117:ほんのちょっぴりの進展
――誰かを想い続けている存在が好きらしい陽翔。
そういえば私以外にも陽翔に懐かれているのがいたっけ……
……佐藤は、誰を想ってるんだろ?――
「想う……想うかぁ……」
「どうした?望月」
「んー?いや、今日ゼロにさ」
私はいつの間にか帰ってきていた佐藤にゼロに聞いた陽翔の本質を話した。
話終わって少しの間、佐藤は考え込んだかと思えば……なんというか、わかりやすいくらいに顔が一瞬で真っ赤になっていた。
「……佐藤、いつの間にそんな顔芸取得してたの」
「いや、違うそうじゃねぇだろ!?」
「まぁそうだけど。……佐藤が誰かを想い続けてるってなんか意外だね」
「……おまえ、俺をなんだと思ってんだよ……」
佐藤がいつから誰を想ってるのかなんて知らないけどさ。
やっぱりなんか意外なんだよねぇ……
悪ぶってたのに……
「……だから女が近寄ってこなくなったのか……」
ぼんやりとしてた時、佐藤がぽつりと何かを言ってた気がしたけど
何を言ってたのかは私は聞こえていなかった。
まぁ、いいこととしよう
「そういや望月、おまえ例のやつの世話役になったんだって?」
「うん。ただの名目だけど」
そういや佐藤ってゼロの名前を呼ばないよね。
ってよく考えたら佐藤はちゃんと自己紹介しない限りは名称では呼ばないんだっけ
小さいときからだけどさ、そこは変わんないんだね
「名目でもあれば堂々と城に入れるんだからいいんじゃねぇの?」
「もともとアルバイターの名目も追加されてたけどね」
「……アルバイトの概念はないからな?一応言っとくけど」
「…………まじで?!」
佐藤が言うにはこの世界にはアルバイトという概念はなく、ただ手伝い人という名称がこの世界で当たり前の概念らしい。

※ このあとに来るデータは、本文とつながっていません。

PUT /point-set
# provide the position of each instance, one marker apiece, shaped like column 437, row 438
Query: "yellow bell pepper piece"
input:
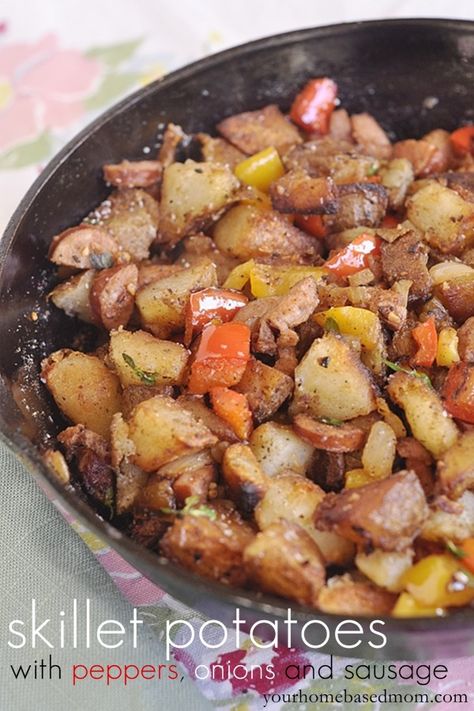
column 353, row 321
column 261, row 169
column 447, row 352
column 357, row 477
column 266, row 280
column 429, row 581
column 407, row 606
column 239, row 276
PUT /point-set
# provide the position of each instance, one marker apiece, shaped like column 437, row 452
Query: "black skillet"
column 413, row 75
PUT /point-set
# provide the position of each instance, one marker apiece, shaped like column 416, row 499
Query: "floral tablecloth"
column 62, row 63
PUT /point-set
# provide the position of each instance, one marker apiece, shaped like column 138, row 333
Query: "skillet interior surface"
column 389, row 68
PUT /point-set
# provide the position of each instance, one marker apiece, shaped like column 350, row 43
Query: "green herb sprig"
column 147, row 377
column 416, row 373
column 191, row 508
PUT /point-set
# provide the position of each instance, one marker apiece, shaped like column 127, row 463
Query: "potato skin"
column 330, row 381
column 162, row 431
column 252, row 131
column 84, row 389
column 112, row 295
column 371, row 515
column 243, row 477
column 424, row 411
column 213, row 549
column 266, row 388
column 192, row 195
column 455, row 471
column 164, row 360
column 344, row 438
column 284, row 560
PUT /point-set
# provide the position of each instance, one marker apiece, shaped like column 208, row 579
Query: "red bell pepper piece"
column 211, row 305
column 355, row 256
column 234, row 408
column 221, row 357
column 312, row 108
column 462, row 140
column 458, row 391
column 426, row 339
column 312, row 224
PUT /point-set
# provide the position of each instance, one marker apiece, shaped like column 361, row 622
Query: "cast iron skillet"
column 386, row 67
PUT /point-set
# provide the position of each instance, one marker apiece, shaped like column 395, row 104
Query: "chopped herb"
column 331, row 421
column 101, row 260
column 332, row 325
column 191, row 508
column 416, row 373
column 146, row 376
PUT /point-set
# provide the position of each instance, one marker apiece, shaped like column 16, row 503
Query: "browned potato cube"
column 456, row 467
column 84, row 389
column 284, row 560
column 162, row 431
column 266, row 388
column 298, row 192
column 252, row 131
column 387, row 514
column 211, row 548
column 344, row 596
column 243, row 476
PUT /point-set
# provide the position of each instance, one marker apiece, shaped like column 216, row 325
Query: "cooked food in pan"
column 281, row 391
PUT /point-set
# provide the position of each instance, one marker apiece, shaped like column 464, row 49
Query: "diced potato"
column 245, row 479
column 266, row 389
column 330, row 381
column 192, row 195
column 267, row 280
column 131, row 217
column 213, row 549
column 396, row 177
column 284, row 560
column 385, row 569
column 352, row 321
column 84, row 389
column 391, row 418
column 444, row 217
column 428, row 581
column 379, row 452
column 162, row 431
column 153, row 361
column 429, row 421
column 456, row 467
column 298, row 192
column 331, row 438
column 130, row 479
column 246, row 231
column 162, row 303
column 112, row 295
column 289, row 497
column 373, row 515
column 72, row 296
column 253, row 131
column 278, row 448
column 56, row 463
column 450, row 520
column 344, row 596
column 457, row 296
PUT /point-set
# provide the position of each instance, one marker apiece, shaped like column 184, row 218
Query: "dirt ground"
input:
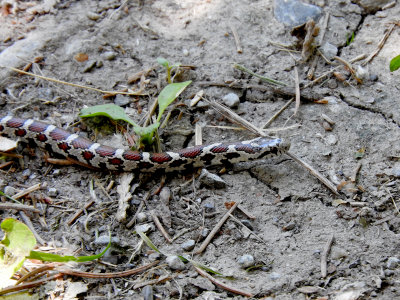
column 291, row 216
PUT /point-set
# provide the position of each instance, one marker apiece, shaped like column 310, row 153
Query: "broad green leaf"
column 162, row 61
column 395, row 63
column 108, row 110
column 60, row 258
column 17, row 243
column 169, row 94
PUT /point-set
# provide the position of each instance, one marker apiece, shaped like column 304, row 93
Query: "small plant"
column 146, row 134
column 17, row 245
column 166, row 64
column 395, row 63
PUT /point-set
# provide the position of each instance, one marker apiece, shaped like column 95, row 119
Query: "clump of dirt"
column 346, row 127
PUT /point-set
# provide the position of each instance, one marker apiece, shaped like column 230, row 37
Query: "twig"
column 28, row 285
column 27, row 191
column 139, row 93
column 28, row 223
column 314, row 172
column 297, row 87
column 380, row 45
column 4, row 206
column 278, row 113
column 222, row 285
column 269, row 80
column 34, row 272
column 324, row 256
column 237, row 40
column 357, row 58
column 151, row 282
column 80, row 212
column 161, row 228
column 108, row 275
column 216, row 228
column 235, row 118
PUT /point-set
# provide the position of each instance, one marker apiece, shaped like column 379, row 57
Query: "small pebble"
column 10, row 191
column 93, row 16
column 56, row 172
column 231, row 100
column 362, row 72
column 246, row 261
column 154, row 256
column 392, row 263
column 26, row 173
column 188, row 245
column 109, row 55
column 211, row 180
column 209, row 207
column 52, row 192
column 274, row 276
column 121, row 100
column 147, row 293
column 294, row 12
column 104, row 239
column 204, row 233
column 247, row 223
column 331, row 139
column 145, row 228
column 329, row 50
column 89, row 66
column 175, row 263
column 141, row 217
column 338, row 253
column 289, row 226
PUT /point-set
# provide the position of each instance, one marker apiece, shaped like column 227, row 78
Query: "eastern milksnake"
column 84, row 151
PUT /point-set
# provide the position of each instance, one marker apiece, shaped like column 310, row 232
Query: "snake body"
column 84, row 151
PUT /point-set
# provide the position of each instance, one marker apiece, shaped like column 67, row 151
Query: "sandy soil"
column 292, row 216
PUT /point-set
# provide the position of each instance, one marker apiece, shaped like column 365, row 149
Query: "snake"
column 83, row 151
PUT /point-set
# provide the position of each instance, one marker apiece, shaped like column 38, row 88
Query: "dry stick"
column 357, row 58
column 235, row 118
column 28, row 285
column 314, row 172
column 324, row 256
column 380, row 45
column 27, row 191
column 34, row 272
column 269, row 80
column 198, row 135
column 216, row 228
column 278, row 113
column 139, row 93
column 28, row 223
column 4, row 206
column 151, row 282
column 160, row 227
column 108, row 275
column 222, row 285
column 297, row 87
column 80, row 212
column 237, row 40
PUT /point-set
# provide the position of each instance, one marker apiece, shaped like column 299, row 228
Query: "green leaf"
column 162, row 61
column 60, row 258
column 111, row 111
column 395, row 63
column 17, row 243
column 168, row 95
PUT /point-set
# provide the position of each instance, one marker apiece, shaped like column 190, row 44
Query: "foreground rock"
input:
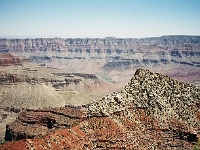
column 152, row 112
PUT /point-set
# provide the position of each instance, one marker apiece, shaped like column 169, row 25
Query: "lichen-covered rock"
column 152, row 112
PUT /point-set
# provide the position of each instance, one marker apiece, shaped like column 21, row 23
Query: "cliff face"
column 153, row 111
column 176, row 56
column 97, row 45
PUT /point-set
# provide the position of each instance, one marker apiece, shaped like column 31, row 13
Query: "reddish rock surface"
column 7, row 59
column 152, row 112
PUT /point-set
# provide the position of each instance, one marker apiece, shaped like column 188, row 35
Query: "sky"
column 98, row 18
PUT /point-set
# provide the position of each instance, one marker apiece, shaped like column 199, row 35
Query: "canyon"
column 153, row 111
column 72, row 93
column 107, row 58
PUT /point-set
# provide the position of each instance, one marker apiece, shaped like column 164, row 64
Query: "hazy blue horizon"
column 98, row 18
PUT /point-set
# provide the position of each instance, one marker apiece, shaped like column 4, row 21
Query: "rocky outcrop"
column 37, row 123
column 153, row 111
column 7, row 59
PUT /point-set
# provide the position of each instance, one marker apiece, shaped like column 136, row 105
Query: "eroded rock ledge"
column 153, row 111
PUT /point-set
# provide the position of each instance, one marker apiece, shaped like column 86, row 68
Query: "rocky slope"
column 176, row 56
column 153, row 111
column 29, row 85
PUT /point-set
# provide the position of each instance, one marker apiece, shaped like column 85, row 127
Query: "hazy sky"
column 98, row 18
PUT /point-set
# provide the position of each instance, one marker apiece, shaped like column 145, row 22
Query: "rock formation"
column 153, row 111
column 176, row 56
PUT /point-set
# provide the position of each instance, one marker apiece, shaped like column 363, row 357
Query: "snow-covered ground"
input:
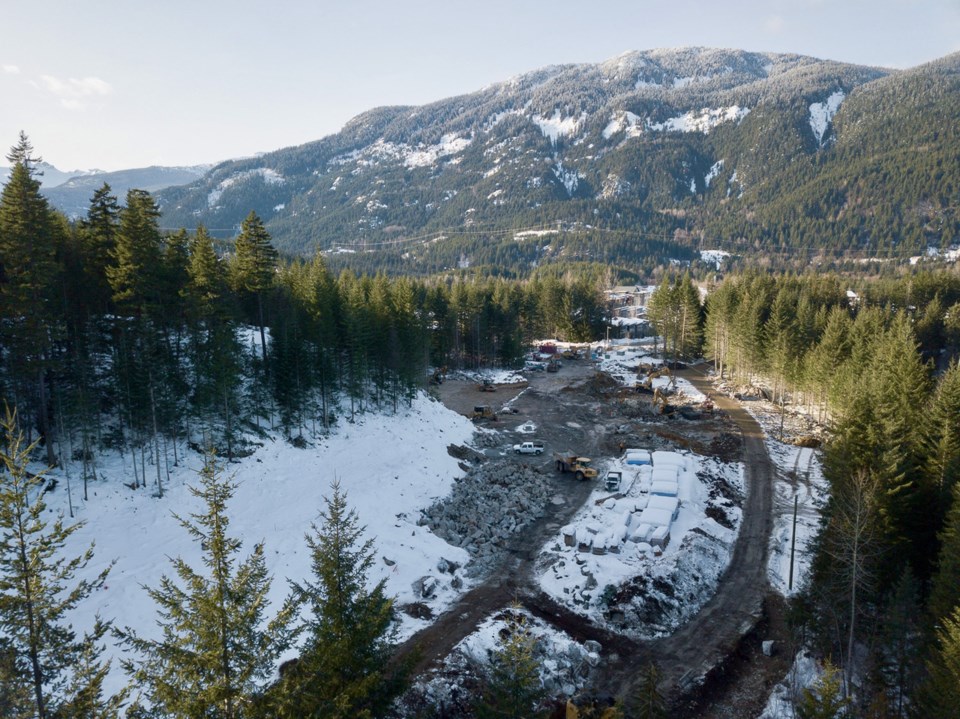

手伝い人とは、困ってる人の手伝いをして小を得る人達のことで、元帝国の方にその人達が多いとか
……金と銀と小は世界共通の通貨だったのかぁ……
「そういえば佐藤って誰を想ってるの?」
「……おまえがそれを聞くのかよ……」
「え、だって気になるし。もしかして私の知ってるひ……」
私の知ってる人?って聞こうとした瞬間だった。
気付けば私は佐藤に引き寄せられて、頬を両手でぶにっと潰されていた。
おいこらこのやろ
「ガキんときの指きりは、おまえの中じゃなかったことになってんのかよ……」
「ふぇ?」
ちょっと潰しが強い気がするんだけど。
普通にしゃべりにくいんだけど。
……ていうか、佐藤のやつ……まだ、あれ覚えてたの?
とりあえず頬を潰してる両手をギリギリと微妙に離して……って、どんだけ力入れてたのホントに!!

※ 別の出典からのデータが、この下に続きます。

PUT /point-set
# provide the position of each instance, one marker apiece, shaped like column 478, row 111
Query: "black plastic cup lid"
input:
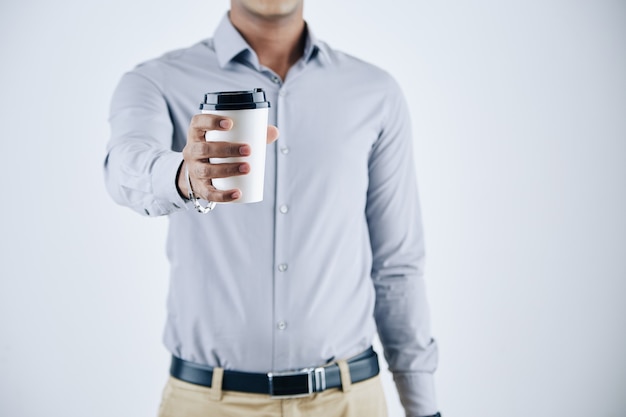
column 235, row 100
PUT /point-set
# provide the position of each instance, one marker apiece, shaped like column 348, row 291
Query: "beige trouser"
column 363, row 399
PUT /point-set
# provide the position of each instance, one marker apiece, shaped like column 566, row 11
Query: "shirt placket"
column 282, row 272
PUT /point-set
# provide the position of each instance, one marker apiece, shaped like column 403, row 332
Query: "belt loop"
column 344, row 372
column 216, row 384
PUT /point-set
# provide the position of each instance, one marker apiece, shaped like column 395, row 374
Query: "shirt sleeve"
column 396, row 236
column 140, row 167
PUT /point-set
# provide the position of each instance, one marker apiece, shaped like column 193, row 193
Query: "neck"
column 278, row 42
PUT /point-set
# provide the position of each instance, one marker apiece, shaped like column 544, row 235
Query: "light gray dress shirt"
column 335, row 250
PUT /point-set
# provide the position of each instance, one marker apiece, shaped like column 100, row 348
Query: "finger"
column 208, row 192
column 226, row 196
column 201, row 123
column 205, row 150
column 272, row 134
column 205, row 171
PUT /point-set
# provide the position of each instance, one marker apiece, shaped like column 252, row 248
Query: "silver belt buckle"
column 296, row 384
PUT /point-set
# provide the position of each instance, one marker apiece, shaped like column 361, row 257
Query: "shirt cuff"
column 164, row 182
column 417, row 393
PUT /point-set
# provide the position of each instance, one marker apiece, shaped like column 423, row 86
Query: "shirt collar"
column 229, row 44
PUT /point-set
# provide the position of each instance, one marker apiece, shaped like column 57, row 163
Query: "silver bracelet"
column 193, row 198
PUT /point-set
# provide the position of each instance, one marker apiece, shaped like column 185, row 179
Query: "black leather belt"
column 280, row 384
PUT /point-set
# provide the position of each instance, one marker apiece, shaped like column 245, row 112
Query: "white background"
column 519, row 112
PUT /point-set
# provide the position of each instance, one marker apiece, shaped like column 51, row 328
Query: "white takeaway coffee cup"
column 249, row 112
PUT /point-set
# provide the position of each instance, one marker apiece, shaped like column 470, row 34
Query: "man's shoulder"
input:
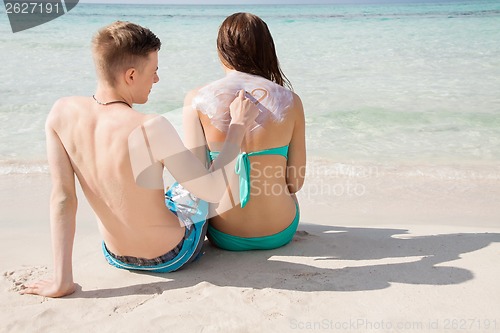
column 65, row 106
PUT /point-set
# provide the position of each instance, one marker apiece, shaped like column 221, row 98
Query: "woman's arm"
column 194, row 137
column 296, row 165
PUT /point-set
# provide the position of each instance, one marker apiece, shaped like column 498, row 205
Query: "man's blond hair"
column 120, row 46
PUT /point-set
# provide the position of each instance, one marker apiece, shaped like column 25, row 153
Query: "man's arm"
column 157, row 140
column 63, row 205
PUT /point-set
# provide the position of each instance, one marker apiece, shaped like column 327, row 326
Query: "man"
column 118, row 155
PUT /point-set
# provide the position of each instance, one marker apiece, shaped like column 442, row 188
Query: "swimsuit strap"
column 283, row 151
column 242, row 169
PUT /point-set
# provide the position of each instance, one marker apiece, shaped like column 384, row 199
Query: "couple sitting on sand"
column 244, row 152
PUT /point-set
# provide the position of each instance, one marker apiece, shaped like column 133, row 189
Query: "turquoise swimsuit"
column 236, row 243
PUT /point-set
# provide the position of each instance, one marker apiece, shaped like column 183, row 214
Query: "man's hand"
column 243, row 111
column 49, row 288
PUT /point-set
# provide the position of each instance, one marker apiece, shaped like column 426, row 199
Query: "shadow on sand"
column 331, row 259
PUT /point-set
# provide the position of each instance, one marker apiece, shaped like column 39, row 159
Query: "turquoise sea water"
column 398, row 84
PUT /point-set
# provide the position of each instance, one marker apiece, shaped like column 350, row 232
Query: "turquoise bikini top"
column 242, row 168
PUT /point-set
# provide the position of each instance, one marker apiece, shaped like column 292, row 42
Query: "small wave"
column 23, row 168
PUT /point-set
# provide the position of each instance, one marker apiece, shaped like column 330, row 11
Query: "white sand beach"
column 406, row 261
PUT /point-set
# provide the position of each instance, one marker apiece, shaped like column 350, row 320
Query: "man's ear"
column 130, row 75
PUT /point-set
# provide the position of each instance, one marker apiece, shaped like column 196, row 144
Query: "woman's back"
column 270, row 169
column 269, row 146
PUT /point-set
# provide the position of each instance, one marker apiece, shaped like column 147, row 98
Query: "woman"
column 271, row 167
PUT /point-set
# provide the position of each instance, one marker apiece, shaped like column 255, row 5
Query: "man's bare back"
column 133, row 220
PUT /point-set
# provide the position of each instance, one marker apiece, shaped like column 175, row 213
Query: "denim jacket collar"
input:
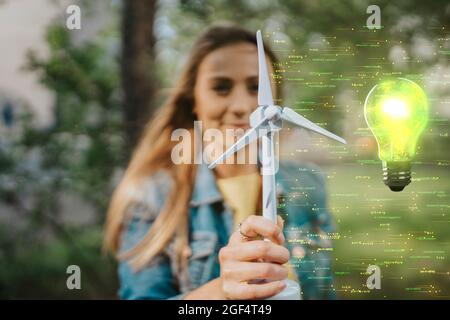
column 206, row 190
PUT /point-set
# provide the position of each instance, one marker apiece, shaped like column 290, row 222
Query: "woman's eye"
column 253, row 88
column 222, row 89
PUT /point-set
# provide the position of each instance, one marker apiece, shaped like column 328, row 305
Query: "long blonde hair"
column 153, row 153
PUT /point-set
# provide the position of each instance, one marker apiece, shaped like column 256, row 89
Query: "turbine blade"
column 253, row 134
column 293, row 117
column 264, row 88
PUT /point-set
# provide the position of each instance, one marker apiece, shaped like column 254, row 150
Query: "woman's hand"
column 244, row 260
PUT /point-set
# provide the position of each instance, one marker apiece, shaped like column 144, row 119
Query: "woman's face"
column 226, row 89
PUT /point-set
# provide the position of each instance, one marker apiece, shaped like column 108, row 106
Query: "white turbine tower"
column 265, row 121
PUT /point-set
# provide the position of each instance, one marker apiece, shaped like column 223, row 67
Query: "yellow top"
column 241, row 193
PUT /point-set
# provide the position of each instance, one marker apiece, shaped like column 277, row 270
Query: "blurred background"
column 73, row 102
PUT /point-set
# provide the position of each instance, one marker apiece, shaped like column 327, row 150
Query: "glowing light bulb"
column 396, row 112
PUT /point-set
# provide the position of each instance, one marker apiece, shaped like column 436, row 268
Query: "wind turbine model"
column 265, row 121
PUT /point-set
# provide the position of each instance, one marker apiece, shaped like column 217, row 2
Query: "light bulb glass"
column 396, row 111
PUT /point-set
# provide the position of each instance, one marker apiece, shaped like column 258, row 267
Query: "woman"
column 173, row 226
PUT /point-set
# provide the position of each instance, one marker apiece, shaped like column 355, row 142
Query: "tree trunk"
column 138, row 66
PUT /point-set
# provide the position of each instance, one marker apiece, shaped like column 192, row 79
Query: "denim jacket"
column 308, row 230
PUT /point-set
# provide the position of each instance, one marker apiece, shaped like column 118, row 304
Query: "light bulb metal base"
column 396, row 174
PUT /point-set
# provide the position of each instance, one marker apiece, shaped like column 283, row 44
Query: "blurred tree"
column 138, row 65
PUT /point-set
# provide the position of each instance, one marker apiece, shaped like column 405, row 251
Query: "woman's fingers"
column 246, row 271
column 253, row 291
column 255, row 226
column 253, row 250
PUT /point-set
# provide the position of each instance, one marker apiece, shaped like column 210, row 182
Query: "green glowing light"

「そもそも佐藤がまだあれ覚えてたことに驚いてるんだけど」
「俺をなんだと思ってるんだよ……」
えーと悪ぶってる私の幼馴染?
まぁ、思った事を素直に言ったらこいつ怒るんだろうけどね
「―――」
耳元で佐藤が小さく呟いた言葉、そして一瞬掠めるように触れた気がする柔らかいなにか……
その2つに私は思わず混乱に陥ったのは多分しょうがないことだと思うんだ……
指きりの約束は番外編9に。
とりあえず思うのはようやく前進だぜ!って話。
ホントはぶにってしてる時に奪わせようかなとか思ったけど根本サトウはヘタレなので……うん。